🤖 AI Summary
Existing static multimodal large language models struggle to perform long-horizon, multi-turn tool interactions in real-world web environments to acquire dynamic information, limiting their applicability to complex multimodal tasks. This work proposes a training paradigm that combines supervised fine-tuning with reinforcement learning to transform static models into multimodal search agents capable of sustained, multi-round interactions, enabling coordinated use of tools such as text search, image retrieval, and web browsing. To support this approach, we design an iterative data synthesis pipeline to generate high-quality multimodal question-answering data and introduce MM-SearchExam, the first benchmark specifically tailored for evaluating multimodal search capabilities. Experiments demonstrate that the resulting agent significantly outperforms existing open-source methods across multiple benchmarks and even surpasses several closed-source commercial models, particularly excelling in challenging tasks.
📝 Abstract
Large models are increasingly becoming autonomous agents that interact with real-world environments and use external tools to augment their static capabilities.
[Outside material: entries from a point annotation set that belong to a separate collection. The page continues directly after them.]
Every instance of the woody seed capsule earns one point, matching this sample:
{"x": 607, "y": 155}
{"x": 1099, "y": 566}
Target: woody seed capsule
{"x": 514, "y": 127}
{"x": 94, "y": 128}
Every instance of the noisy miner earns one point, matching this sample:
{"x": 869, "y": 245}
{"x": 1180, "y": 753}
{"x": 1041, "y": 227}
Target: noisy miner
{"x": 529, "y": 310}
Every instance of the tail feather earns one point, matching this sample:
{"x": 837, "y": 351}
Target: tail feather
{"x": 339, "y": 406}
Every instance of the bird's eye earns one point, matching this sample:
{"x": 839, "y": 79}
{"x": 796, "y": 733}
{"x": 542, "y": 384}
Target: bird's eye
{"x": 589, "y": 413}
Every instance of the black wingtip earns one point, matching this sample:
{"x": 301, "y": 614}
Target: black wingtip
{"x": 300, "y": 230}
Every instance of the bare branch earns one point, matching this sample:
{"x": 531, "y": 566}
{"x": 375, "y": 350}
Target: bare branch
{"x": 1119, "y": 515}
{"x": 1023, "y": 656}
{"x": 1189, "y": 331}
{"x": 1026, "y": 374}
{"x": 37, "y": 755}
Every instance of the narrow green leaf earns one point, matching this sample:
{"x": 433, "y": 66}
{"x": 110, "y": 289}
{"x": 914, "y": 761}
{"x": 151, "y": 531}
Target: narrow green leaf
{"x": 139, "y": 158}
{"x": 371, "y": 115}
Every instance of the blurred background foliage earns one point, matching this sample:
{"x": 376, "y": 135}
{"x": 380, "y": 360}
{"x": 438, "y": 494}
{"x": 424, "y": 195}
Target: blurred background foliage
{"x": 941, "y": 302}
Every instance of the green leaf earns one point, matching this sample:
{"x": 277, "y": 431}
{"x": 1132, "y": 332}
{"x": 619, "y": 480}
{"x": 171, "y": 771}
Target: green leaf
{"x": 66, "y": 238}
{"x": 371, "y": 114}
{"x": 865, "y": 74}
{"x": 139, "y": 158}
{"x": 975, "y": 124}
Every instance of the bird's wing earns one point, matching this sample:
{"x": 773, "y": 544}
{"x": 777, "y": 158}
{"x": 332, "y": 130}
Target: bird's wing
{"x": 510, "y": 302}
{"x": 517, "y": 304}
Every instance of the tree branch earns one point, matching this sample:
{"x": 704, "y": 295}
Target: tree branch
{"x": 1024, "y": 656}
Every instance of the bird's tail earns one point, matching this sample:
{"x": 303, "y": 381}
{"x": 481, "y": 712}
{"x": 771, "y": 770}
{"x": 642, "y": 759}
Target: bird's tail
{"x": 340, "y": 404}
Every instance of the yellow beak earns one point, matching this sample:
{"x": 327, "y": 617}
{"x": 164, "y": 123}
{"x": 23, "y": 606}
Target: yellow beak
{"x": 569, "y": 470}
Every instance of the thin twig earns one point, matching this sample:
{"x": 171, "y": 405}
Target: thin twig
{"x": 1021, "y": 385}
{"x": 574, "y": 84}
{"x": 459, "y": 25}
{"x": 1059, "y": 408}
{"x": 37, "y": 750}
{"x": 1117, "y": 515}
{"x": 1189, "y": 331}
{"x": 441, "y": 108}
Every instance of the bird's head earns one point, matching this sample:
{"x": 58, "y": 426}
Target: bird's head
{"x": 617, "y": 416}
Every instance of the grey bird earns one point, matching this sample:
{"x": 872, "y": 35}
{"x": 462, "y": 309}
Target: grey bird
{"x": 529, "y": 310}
However, most recent progress has focused on text-only large language models, which are limited to a single modality and therefore have narrower application scenarios. On the other hand, multimodal large models, while offering stronger perceptual capabilities, remain limited to static knowledge and lack the ability to access and leverage up-to-date web information. In this paper, we propose VSearcher, turning static multimodal model into multimodal search agent capable of long-horizon, multi-turn tool use in real-world web environments, including text search, image search, and web browsing, via reinforcement learning. Specifically, we introduce Iterative Injection Data Synthesis pipeline to generate large-scale, complex multimodal QA questions, which are further filtered with comprehensive metrics to ensure high quality and sufficient difficulty. We then adopt an SFT-then-RL training pipeline to turn base multimodal models to agent capable of multi-turn tool calling in real-world web environments. Besides, we propose a multimodal search benchmark MM-SearchExam dedicated to evaluating search capabilities of multimodal search agents, which proves highly challenging for recent proprietary models. Extensive evaluations across multiple multimodal search benchmarks reveal effectiveness of our method. VSearcher achieves superior performance compared to recent multimodal search agents and even surpasses several proprietary models on multimodal web search tasks.